These tools suggest story ideas to you, generate the stories, fill them full of search-engine friendly keywords, then run them against all the detectors out there to make sure they pass.

Yup. The tools automatically run the stories through the detectors, and modify them until they can pass for human in all the detectors, while still keeping the text sounding natural. I’m not going to list the tools here. The spammers — I mean, “content marketers” — already know what the tools are, and if they don’t, I don’t want to give them any ideas.

If you do want to use these detectors, keep in mind that the results seem to be almost random — and the bad guys have access to them, as well.

Best results: Hive Moderation’s Text Detection, Eric Mitchell’s DetectGPT.

Mixed results: GPTZero, Giant Language Model Test Room, Crossplag’s AI Content Detector, Corrector’s AI Content Detector, Copyleaks’ AI Content Detector, Content at Scale’s AI Detector.

Worst results: Sapling’s AI Content Detector, Kazan AI GPT3 Detector, OpenAI’s AI Text Classifier, Originality.AI, Writer.com’s AI Content Detector.

Keep in mind that just because a particular detector worked or didn’t work for me, doesn’t mean it will be accurate on future results. All of the 13 detectors on this list are free, which means that the spammers can use them as well, and keep regenerating text until they get something that passes.

Of course, my results are on a small scale and anecdotal. Maybe someone else would have better results with these detectors? Well, a team of researchers at the University of Maryland published a paper in March where they conducted empirical testing, and also evaluated the underlying technologies. Their conclusion? “It is impossible to have a detector that is always reliable for detecting AI-generated text.”

For a sufficiently good language model, even the best-possible detector can only perform marginally better than random, they said. And watermarking schemes are also doomed to fail because it’s easy enough to modify text just enough to break the watermark.

What to do instead

If you’re an educator, figure out another way to test your students’ knowledge that doesn’t involve at-home essays.

Essay-writing is about to become a skill of the past, just like handwriting and long division. Yes, students still need to learn how to do it. But there’s no need to keep practicing it over and over again because it’s not a skill that they’re going to need to use a lot after graduation. They’ll have apps that do it for them.

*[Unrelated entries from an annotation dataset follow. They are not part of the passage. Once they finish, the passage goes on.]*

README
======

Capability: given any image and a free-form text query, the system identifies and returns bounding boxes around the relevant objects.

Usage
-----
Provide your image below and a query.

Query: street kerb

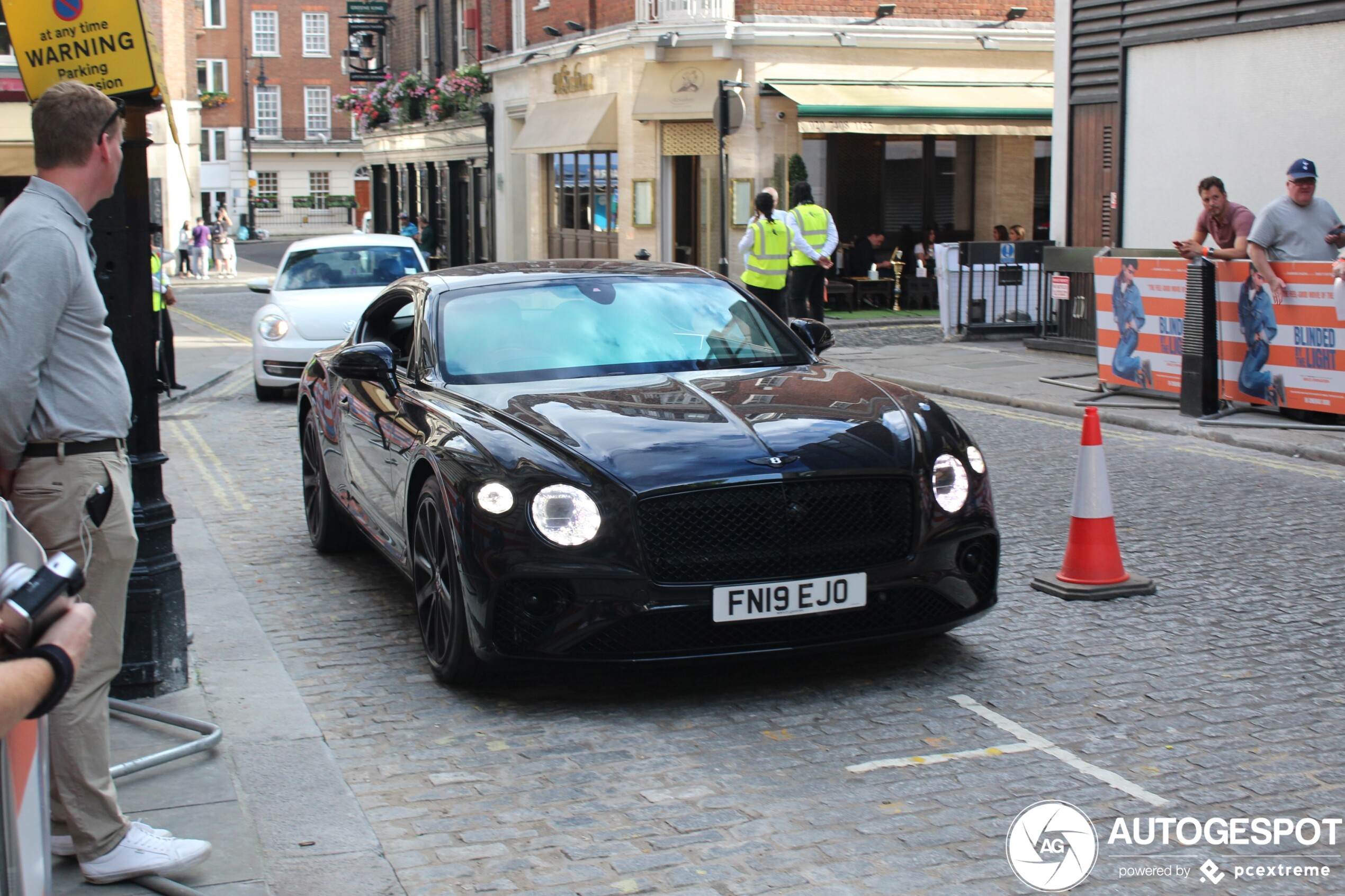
[1032,407,1155,601]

Sure, some people will learn the skills because they enjoy them. There are entire YouTube channels out there with people doing calligraphy and creating photo-realistic drawings, two other skills that modern technology has made obsolete. One of my favorite channels, Primitive Technology, features a barefoot guy in Australia who lights fires by rubbing two sticks together.

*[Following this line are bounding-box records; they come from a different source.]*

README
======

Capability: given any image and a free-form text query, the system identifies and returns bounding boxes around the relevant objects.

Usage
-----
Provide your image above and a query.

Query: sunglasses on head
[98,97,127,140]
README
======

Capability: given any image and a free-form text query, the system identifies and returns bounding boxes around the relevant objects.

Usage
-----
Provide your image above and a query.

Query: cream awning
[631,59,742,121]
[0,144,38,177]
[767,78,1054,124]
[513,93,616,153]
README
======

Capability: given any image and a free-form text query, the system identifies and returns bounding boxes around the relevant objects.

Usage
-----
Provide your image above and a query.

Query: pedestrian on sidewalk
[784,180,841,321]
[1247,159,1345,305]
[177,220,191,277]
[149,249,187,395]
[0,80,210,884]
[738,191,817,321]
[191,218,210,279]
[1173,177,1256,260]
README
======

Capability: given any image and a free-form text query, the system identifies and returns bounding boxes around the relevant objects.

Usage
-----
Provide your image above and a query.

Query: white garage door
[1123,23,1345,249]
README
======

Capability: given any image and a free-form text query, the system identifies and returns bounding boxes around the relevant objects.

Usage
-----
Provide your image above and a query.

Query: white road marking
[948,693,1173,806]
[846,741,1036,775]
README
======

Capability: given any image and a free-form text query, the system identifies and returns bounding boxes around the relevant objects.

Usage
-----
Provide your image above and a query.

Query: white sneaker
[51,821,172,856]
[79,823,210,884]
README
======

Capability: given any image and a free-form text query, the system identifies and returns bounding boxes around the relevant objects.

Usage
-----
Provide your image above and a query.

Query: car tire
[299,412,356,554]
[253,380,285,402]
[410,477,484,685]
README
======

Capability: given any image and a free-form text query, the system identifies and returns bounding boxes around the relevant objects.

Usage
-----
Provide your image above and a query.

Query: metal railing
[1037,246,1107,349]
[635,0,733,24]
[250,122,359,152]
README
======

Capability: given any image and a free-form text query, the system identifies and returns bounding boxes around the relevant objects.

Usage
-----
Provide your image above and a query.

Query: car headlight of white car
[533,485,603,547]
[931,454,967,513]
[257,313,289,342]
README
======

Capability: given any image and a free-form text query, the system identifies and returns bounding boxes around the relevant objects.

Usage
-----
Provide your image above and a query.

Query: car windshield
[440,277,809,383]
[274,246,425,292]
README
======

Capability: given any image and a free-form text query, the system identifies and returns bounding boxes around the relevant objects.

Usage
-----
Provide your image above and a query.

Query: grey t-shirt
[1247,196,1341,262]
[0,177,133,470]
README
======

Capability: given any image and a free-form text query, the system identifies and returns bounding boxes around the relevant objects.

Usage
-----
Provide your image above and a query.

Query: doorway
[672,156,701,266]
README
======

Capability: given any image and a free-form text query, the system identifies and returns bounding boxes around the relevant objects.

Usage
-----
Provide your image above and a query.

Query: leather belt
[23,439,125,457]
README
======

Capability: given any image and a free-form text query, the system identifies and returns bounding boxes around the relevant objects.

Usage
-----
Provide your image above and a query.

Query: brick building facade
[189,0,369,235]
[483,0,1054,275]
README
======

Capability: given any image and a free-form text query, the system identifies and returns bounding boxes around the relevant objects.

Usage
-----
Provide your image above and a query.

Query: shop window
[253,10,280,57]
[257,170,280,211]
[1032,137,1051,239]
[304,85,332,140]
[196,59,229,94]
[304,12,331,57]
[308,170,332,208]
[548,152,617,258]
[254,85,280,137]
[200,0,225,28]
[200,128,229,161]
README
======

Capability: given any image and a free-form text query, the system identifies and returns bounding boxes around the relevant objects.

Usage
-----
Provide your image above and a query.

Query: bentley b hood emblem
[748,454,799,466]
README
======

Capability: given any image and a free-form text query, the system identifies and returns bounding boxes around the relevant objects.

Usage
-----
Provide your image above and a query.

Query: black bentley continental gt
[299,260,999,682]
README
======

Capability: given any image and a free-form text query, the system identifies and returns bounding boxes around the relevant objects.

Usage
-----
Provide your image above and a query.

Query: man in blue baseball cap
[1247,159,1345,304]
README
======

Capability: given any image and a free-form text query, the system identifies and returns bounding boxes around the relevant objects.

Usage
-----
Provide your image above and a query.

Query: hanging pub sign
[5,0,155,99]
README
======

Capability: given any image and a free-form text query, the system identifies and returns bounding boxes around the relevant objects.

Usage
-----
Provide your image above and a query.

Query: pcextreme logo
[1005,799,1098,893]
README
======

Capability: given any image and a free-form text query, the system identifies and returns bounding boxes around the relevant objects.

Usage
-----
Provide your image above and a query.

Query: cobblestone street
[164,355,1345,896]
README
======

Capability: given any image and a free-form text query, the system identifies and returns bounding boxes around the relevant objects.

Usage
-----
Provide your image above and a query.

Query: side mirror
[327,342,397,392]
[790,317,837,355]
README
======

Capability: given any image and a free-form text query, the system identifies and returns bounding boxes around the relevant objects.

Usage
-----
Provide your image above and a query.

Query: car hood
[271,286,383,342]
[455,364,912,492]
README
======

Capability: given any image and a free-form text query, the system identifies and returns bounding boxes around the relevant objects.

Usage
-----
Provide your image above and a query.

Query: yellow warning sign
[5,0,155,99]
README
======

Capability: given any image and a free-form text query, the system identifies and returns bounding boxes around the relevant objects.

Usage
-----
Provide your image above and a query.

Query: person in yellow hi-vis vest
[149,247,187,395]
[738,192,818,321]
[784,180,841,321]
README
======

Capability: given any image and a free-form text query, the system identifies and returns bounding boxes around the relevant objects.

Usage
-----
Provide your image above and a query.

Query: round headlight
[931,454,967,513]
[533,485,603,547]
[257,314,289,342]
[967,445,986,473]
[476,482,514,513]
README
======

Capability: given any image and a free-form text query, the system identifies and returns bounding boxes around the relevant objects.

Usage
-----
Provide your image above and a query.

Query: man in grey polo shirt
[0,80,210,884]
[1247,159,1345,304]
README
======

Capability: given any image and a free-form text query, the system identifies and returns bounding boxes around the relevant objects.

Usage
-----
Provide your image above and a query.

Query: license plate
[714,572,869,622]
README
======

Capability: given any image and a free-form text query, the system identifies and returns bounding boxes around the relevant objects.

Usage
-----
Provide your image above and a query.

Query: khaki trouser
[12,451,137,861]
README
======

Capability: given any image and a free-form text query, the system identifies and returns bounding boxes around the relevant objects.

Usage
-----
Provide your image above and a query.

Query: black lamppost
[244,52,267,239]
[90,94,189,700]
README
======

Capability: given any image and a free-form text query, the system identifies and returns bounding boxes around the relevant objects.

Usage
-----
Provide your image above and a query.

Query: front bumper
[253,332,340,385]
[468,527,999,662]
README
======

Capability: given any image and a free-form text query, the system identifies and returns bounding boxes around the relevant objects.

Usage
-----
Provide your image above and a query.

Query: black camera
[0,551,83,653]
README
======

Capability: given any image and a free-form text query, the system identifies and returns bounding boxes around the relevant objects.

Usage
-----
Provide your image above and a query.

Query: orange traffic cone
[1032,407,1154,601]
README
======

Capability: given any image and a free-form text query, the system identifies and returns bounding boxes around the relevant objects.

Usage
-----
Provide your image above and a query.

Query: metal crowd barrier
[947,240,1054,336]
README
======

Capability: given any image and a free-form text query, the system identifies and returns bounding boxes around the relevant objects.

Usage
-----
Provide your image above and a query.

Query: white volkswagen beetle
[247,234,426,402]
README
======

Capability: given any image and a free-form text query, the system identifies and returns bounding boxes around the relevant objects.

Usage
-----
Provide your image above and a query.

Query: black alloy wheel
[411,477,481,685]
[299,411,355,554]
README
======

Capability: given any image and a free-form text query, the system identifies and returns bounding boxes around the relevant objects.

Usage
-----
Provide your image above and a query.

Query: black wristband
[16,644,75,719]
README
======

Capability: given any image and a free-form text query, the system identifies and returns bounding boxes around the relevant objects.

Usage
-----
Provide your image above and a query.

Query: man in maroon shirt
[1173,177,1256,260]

Instead, focus on higher-order learning and more complex skills, things that ChatGPT can’t do for you. And if you can’t think of anything that ChatGPT can’t do, then teach students how to use ChatGPT.

And if they already know how to use ChatGPT better than the teachers do, because they figured it out the day it was released so they could cheat on their homework, well, I don’t know what to say. Maybe… bring back home economics?

If you’re an editor at a non-fiction publication, you’re probably already used to seeing spammy “guest post requests” in your inbox.

As the editor of Hypergrid Business, I get dozens a day. I mark them as spam and delete them.

In order to get through to me, a writer has to do three things:

Show that they’ve read our guidelines
Demonstrate some actual expertise in our subject area, which is OpenSim, VR and AI
Have published articles in which they’ve interviewed real people or did other actual original reporting — or have an interest in learning how to do this

I also recommend that writers follow my PEANUT principles — Personal, Emotional, Authoritative, Novel, Unique, and Trustworthy — which are an expanded form of Google’s EEAT principles for content ranking and AI-generated text.

Default ChatGPT-generated text doesn’t offer new value. It’s just a retread of everything written before. In this, it’s no different than the “content farm” filler content we’ve been seeing for the last two decades. And, before that, we had vendor-generated text that was barely above advertorial.

For editors, this kind of content is appealing because it’s free and inoffensive. Plus, sometimes, you even get paid to run it.

But it destroys the credibility of your publication with readers, and, over time, search engines catch on and start penalizing you. Plus, these days, people who want this kind of generic content willcan just get it from the chat built right into the search engine.

Once you lose credibility, you have to work even harder to get back in everyone’s good graces. Often, you can’t.

I’ve seen a number of technology publications go into death spirals by accepting vendor copy to jack up revenues, seeing their readership drop, and resorting to even more vendor copy in order to pay the bills. It’s a vicious cycle.

It’s like when you’re hungry and eat something carb-heavy to quiet the rumbling in your stomach — and find yourself even hungrier an hour later. Next thing you know, you’ve gained 100 pounds. You go on a crash diet, lose it all, but now your metabolism is even more wacked and you gain it all back and then some. Yeah, that happens to tech publications a lot. But that first hit of the sugar-glazed donut — I mean, “contributed content” — is so, so sweet. And those SEO keywords are so, so tempting.

Anyway, the more experienced editors know to stay away from sugary junk like this and only use trusted writers with deep industry sources and the ability to find and report actual news.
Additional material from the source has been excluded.